We’re one week into Lent, in case Ash Wednesday came and went without your notice. I always appreciate this season; it seems to come just as my New Year’s energy has worn off and my life is back to feeling distracted and cluttery. Lent is an opportunity to remember Jesus is the point of it all, and to consider which sounds of my daily cacophony can be silenced (at least temporarily) to help me better hear his voice.
Last week a friend asked me what Lent looks in our house this year. She knows I’m just now stumbling out of the alternative reality that is Newborn Life, and she (rightly) suspected that I might be taking a different approach than I have in other years. In years past, I’ve done Big Lent, and I’ve written here about the decorations, rituals, resources that have been helpful in defining the season for me. Last year I pared down a little, and this year I’m paring down a lot.
Because I’m feeling pretty thin already (only figuratively). Because I’m barely keeping the clutter beast from eating us all alive, so it’s just not a time for extra decorations. Because last week I had some lovely flowers on the table and Jem ruined them by hitting them repeatedly with a place mat. (He wasn’t even mad or impatient; it’s just that the placemat was on the table, as were the flowers, and so why not?) Needless to say, I don’t think he’s in a place to be instructed by a symbol-rich centerpiece, especially not one that involves open flames.
This year, for my most minimal production ever, I’ve taken to heart this wisdom from Like Mother, Like Daughter: “Instead of setting out to teach your children about Lent, try just living Lent.”
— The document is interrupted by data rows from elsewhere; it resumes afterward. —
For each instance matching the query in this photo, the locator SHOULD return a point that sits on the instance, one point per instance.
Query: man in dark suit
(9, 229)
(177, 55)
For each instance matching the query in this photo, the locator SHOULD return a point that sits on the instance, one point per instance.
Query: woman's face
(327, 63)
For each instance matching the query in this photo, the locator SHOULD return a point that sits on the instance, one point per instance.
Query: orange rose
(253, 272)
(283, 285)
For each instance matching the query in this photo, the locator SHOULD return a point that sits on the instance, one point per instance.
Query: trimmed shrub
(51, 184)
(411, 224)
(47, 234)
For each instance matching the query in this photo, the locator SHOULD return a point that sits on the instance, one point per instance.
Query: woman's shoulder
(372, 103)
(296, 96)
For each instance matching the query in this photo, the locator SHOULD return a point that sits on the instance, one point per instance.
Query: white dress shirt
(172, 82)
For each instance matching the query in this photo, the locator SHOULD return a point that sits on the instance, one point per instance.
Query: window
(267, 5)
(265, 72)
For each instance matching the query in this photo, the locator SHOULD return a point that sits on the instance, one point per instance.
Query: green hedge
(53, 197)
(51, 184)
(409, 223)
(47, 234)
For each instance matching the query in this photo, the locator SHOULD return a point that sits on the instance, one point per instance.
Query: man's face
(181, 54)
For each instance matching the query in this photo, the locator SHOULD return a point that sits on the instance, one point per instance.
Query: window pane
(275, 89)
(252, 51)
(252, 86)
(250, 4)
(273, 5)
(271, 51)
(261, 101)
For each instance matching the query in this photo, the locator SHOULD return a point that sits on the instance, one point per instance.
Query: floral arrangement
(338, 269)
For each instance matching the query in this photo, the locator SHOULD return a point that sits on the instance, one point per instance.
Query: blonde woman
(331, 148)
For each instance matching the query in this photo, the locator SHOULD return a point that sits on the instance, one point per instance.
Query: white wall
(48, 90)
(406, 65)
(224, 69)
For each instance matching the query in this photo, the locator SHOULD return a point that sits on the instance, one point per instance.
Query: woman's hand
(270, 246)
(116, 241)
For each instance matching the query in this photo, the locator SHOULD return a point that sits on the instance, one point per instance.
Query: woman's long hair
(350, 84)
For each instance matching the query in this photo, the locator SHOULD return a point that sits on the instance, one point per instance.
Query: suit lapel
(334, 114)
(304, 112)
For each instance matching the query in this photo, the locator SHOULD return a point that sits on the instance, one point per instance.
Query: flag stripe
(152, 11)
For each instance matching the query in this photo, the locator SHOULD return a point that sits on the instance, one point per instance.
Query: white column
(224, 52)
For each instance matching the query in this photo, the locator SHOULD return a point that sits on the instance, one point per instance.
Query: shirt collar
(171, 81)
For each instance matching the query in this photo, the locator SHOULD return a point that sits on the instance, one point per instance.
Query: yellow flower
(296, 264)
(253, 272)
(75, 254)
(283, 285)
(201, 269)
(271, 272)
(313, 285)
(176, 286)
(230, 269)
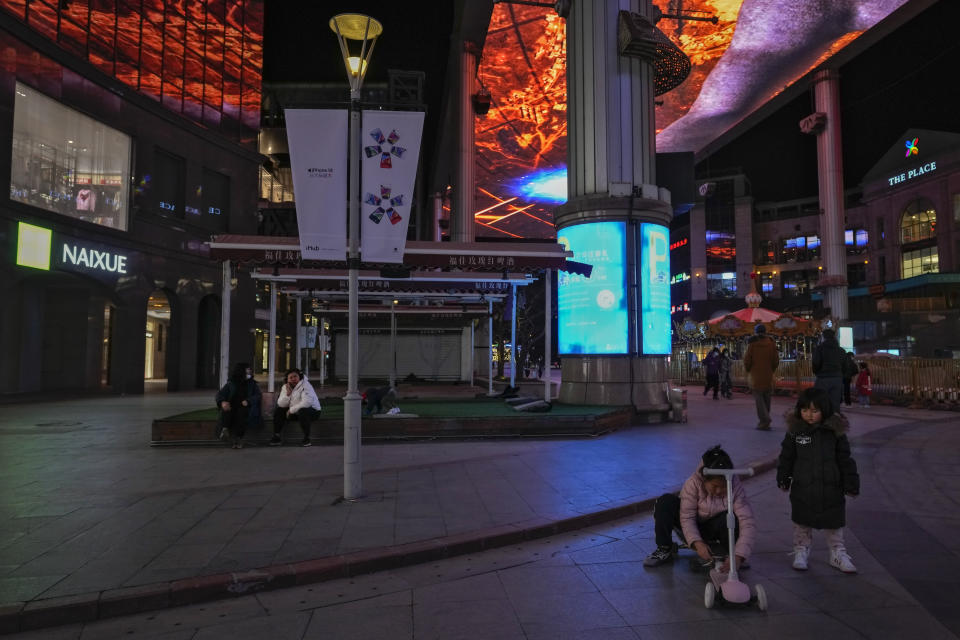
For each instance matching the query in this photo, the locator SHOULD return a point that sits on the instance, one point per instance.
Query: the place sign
(89, 258)
(916, 172)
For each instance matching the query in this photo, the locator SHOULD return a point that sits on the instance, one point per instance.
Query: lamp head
(356, 34)
(356, 26)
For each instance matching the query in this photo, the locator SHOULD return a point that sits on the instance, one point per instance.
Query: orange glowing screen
(203, 58)
(738, 64)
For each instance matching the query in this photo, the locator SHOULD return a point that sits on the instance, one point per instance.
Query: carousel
(795, 336)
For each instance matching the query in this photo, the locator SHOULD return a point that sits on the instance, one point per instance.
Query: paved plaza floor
(86, 507)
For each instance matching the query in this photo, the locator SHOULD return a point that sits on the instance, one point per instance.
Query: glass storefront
(68, 163)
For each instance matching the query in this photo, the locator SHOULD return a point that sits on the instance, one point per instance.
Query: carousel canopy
(749, 315)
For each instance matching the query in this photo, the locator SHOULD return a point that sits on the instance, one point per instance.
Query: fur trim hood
(838, 423)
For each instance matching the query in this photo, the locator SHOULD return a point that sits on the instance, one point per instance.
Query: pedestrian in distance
(760, 363)
(850, 370)
(699, 515)
(828, 367)
(864, 385)
(726, 383)
(711, 365)
(816, 467)
(297, 401)
(238, 405)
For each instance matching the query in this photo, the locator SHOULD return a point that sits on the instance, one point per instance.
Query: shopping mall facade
(130, 137)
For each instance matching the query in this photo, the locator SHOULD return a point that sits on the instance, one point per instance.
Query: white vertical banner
(391, 150)
(317, 139)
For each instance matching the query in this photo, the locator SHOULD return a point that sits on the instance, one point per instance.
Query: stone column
(461, 218)
(611, 177)
(825, 124)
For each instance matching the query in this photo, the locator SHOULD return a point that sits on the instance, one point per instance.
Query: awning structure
(443, 279)
(468, 256)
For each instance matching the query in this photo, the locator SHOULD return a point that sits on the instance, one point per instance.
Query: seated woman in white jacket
(297, 401)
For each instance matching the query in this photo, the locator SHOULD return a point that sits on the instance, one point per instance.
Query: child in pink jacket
(699, 513)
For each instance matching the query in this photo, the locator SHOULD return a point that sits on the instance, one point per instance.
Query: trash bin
(678, 405)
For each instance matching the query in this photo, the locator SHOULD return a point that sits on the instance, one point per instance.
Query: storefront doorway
(208, 342)
(157, 337)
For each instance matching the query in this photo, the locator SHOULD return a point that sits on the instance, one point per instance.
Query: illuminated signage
(912, 147)
(33, 246)
(93, 259)
(655, 288)
(916, 172)
(592, 312)
(35, 249)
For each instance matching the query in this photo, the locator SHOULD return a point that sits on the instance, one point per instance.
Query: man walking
(828, 360)
(760, 362)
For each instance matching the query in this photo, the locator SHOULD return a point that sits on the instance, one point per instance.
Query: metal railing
(917, 378)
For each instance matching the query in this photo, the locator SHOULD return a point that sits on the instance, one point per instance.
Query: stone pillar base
(609, 380)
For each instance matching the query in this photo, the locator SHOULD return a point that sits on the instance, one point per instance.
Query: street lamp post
(364, 30)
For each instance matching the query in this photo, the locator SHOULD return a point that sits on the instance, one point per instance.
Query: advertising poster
(317, 139)
(391, 150)
(592, 312)
(655, 288)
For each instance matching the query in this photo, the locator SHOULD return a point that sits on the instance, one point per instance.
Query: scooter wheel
(761, 597)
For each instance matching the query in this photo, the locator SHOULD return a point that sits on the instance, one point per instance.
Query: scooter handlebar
(728, 472)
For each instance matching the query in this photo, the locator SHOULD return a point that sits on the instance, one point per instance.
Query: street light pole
(353, 26)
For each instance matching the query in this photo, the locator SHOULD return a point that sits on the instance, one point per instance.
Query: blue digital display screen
(592, 312)
(655, 288)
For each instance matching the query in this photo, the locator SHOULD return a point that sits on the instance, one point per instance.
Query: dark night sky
(906, 80)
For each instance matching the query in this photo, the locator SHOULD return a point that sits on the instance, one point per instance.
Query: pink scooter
(731, 590)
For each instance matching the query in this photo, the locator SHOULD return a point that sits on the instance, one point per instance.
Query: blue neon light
(655, 288)
(592, 312)
(548, 185)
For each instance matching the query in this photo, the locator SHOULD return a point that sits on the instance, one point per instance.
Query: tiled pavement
(88, 507)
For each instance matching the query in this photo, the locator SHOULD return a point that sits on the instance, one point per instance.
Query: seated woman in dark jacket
(239, 404)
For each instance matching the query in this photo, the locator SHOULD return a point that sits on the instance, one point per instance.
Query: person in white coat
(297, 401)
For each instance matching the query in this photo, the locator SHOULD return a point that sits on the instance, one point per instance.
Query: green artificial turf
(434, 408)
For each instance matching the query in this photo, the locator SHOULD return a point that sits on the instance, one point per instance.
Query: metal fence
(905, 378)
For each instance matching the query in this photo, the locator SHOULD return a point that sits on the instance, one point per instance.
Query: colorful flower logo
(385, 147)
(384, 205)
(912, 147)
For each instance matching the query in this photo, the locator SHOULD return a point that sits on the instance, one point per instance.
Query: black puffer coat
(815, 463)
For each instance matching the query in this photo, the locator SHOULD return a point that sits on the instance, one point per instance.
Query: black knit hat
(716, 458)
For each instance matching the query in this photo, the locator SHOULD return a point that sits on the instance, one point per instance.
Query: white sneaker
(800, 555)
(839, 559)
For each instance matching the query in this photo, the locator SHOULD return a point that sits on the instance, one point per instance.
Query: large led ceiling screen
(756, 48)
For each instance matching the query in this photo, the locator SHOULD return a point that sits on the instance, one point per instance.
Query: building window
(68, 163)
(215, 198)
(168, 182)
(721, 285)
(856, 274)
(920, 261)
(919, 221)
(795, 283)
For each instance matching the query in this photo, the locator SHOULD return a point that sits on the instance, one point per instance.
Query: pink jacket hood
(696, 505)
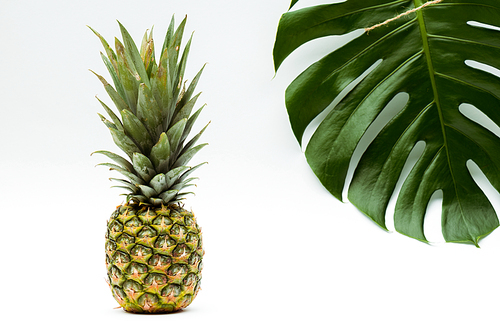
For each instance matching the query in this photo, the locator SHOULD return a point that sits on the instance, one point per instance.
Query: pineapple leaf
(173, 175)
(137, 131)
(109, 124)
(127, 75)
(134, 179)
(118, 124)
(186, 109)
(123, 142)
(148, 111)
(160, 87)
(168, 195)
(115, 97)
(147, 191)
(114, 76)
(193, 140)
(173, 49)
(168, 36)
(109, 51)
(133, 188)
(174, 134)
(160, 153)
(179, 75)
(189, 92)
(190, 170)
(137, 198)
(159, 183)
(185, 157)
(133, 53)
(118, 159)
(190, 123)
(143, 166)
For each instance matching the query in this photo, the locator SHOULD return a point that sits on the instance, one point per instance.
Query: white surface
(282, 255)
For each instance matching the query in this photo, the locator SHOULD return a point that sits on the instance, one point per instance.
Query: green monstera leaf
(426, 55)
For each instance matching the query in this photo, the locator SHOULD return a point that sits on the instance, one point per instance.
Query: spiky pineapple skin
(153, 257)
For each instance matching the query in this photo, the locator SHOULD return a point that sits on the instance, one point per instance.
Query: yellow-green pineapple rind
(153, 258)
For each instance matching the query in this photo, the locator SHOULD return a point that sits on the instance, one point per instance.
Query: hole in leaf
(390, 110)
(483, 67)
(309, 53)
(484, 184)
(432, 220)
(476, 115)
(311, 128)
(483, 25)
(412, 159)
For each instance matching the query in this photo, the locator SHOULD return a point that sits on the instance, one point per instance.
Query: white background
(282, 255)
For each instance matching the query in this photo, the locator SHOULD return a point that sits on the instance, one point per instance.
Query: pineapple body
(153, 257)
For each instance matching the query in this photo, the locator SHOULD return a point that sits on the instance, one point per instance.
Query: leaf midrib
(432, 77)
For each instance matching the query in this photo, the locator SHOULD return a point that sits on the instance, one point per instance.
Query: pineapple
(153, 245)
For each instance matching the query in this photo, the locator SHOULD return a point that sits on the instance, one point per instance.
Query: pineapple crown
(155, 116)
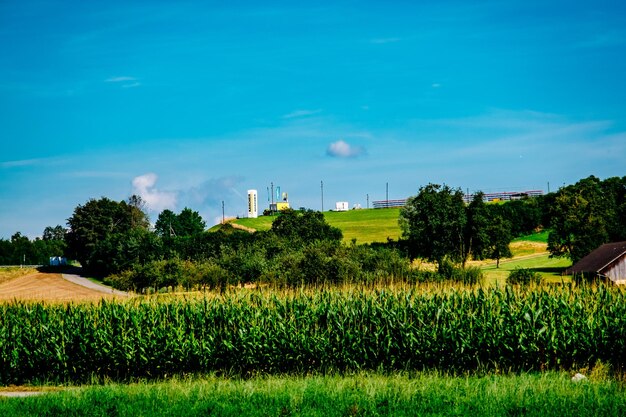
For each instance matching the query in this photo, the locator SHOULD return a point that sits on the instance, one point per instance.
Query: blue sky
(192, 103)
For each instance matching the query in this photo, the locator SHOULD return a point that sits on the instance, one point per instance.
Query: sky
(192, 103)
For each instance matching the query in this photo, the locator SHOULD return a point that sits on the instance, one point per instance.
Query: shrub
(524, 277)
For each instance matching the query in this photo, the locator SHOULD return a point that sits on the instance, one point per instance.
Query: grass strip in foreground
(544, 394)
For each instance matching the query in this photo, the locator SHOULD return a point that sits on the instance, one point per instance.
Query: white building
(253, 207)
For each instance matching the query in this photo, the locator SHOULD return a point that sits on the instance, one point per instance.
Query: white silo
(253, 208)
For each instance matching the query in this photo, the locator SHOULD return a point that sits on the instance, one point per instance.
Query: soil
(50, 287)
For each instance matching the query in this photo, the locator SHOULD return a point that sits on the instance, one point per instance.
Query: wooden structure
(608, 261)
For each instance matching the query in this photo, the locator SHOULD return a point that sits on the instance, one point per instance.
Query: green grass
(549, 268)
(540, 237)
(545, 395)
(366, 226)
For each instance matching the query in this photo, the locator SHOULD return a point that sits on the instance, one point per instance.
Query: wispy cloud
(301, 113)
(602, 40)
(20, 163)
(144, 186)
(342, 149)
(122, 79)
(382, 41)
(125, 81)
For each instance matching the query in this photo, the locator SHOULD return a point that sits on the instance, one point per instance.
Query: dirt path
(52, 287)
(77, 279)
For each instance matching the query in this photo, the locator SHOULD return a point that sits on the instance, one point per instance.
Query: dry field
(49, 287)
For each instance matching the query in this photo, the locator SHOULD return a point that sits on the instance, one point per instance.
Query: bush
(524, 277)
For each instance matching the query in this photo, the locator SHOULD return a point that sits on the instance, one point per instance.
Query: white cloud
(120, 79)
(342, 149)
(144, 186)
(301, 113)
(20, 163)
(381, 41)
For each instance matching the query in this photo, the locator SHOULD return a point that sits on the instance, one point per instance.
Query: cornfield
(249, 332)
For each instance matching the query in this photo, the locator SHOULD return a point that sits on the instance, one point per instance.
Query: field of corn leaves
(250, 332)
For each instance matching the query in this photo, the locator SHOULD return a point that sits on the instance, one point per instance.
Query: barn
(608, 261)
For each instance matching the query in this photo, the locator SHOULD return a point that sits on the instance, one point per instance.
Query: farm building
(607, 261)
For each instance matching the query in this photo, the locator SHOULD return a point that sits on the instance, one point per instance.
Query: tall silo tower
(253, 208)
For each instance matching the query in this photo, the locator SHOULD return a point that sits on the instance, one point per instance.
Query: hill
(365, 225)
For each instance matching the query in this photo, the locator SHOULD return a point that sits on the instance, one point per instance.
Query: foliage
(21, 250)
(251, 332)
(524, 277)
(433, 223)
(499, 238)
(186, 223)
(304, 226)
(547, 394)
(94, 222)
(586, 215)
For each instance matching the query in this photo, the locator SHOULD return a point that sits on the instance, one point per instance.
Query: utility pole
(387, 196)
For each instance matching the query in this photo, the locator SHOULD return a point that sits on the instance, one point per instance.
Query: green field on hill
(366, 225)
(540, 394)
(549, 268)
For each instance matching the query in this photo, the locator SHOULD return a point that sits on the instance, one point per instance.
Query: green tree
(54, 233)
(166, 224)
(433, 223)
(187, 223)
(92, 223)
(137, 211)
(499, 236)
(190, 223)
(580, 219)
(304, 226)
(476, 234)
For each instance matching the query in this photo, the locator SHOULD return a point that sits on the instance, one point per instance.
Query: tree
(499, 236)
(54, 233)
(190, 223)
(166, 224)
(93, 223)
(476, 235)
(137, 211)
(187, 223)
(304, 226)
(580, 219)
(433, 223)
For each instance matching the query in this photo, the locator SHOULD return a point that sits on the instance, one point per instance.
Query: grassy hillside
(366, 226)
(549, 268)
(541, 394)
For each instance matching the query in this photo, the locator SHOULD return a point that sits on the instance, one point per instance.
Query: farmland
(424, 394)
(31, 285)
(319, 350)
(249, 332)
(366, 226)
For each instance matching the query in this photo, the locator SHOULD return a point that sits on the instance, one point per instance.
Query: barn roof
(599, 259)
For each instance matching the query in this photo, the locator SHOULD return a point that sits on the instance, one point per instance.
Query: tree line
(114, 239)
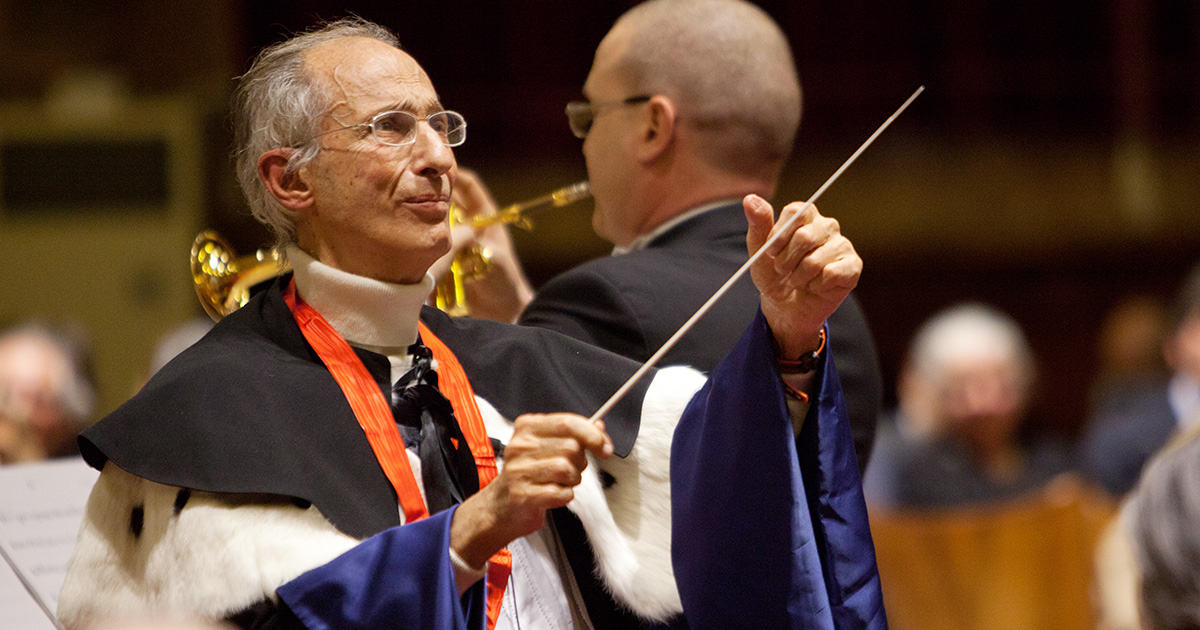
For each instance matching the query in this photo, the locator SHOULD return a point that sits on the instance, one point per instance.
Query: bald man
(690, 107)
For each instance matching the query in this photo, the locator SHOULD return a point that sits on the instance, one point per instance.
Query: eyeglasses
(581, 114)
(397, 129)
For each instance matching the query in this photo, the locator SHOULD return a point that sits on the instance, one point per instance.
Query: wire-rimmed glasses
(581, 114)
(397, 129)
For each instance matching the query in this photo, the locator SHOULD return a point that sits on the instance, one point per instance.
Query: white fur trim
(629, 523)
(213, 559)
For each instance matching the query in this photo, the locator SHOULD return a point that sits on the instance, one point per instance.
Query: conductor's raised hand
(543, 463)
(803, 275)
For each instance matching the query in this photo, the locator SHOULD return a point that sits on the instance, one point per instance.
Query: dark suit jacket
(1120, 442)
(631, 304)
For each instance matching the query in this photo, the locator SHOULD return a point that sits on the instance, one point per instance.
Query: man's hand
(543, 463)
(803, 276)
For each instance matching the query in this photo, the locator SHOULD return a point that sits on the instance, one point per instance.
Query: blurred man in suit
(690, 107)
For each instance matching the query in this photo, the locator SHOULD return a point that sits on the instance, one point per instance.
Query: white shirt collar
(645, 240)
(369, 313)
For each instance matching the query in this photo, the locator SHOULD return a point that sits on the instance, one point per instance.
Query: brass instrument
(223, 281)
(475, 261)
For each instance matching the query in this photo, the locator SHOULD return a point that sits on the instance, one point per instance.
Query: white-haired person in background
(47, 396)
(1162, 516)
(957, 438)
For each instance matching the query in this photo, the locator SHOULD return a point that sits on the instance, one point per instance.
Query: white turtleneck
(367, 313)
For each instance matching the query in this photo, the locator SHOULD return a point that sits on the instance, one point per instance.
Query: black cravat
(426, 421)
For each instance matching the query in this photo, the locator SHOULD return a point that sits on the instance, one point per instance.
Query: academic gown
(226, 426)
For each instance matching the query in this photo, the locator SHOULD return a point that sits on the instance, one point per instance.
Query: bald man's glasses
(581, 114)
(397, 129)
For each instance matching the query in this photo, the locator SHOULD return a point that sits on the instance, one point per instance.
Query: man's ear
(659, 130)
(288, 189)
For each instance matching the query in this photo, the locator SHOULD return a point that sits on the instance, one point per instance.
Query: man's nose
(431, 155)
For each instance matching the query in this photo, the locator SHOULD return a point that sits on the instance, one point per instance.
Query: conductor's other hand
(543, 463)
(803, 276)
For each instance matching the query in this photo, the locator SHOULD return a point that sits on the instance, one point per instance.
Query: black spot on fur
(607, 480)
(137, 520)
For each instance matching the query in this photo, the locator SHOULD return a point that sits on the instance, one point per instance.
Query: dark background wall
(1050, 168)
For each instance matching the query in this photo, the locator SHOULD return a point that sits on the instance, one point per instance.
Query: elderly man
(691, 106)
(262, 478)
(964, 391)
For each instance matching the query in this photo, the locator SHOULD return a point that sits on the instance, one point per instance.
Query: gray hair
(730, 69)
(1164, 511)
(279, 105)
(971, 330)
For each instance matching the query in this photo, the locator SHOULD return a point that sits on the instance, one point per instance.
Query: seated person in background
(46, 393)
(954, 439)
(324, 456)
(1117, 443)
(690, 107)
(1162, 515)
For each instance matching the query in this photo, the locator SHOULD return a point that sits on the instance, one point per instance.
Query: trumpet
(223, 281)
(475, 261)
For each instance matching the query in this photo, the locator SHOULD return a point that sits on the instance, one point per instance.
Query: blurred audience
(47, 394)
(1129, 352)
(1162, 516)
(957, 437)
(1127, 431)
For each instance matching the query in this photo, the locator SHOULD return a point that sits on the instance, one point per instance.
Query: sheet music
(41, 508)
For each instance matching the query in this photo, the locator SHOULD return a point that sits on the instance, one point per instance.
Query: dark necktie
(427, 423)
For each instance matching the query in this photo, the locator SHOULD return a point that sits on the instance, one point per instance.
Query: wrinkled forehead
(364, 76)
I didn’t follow through on any of the visible signs of the season. But I did put some thought into my own personal Lent observance. In my house there are no candles, no pots and seeds, no purple accents, but there is a mom who is trying–in tiny ways–to pray, to fast, to give. That’s not nothing.
There is no Lent police to tell me we can’t just plant seeds in a couple of weeks, if the weather warms up and I happen to think about buying dry beans at the store. I saw a Family Lenten Practices Calendar floating around Facebook that I really liked; maybe we’ll pick up with some of those activities later on as well.
This is a year to see if I really mean it: Lent is more about what’s in the heart than what’s on the table. It’s about penitence, not performance. It’s a season to remember my inadequacy, my brokenness, my utter need for Jesus and the cross, for Jesus and the empty tomb.
So all the things around the house that drive me crazy–those bruised and drooping flowers, the laundry, the papers, the dishes, the toys– maybe these are really my best Lenten decorations yet.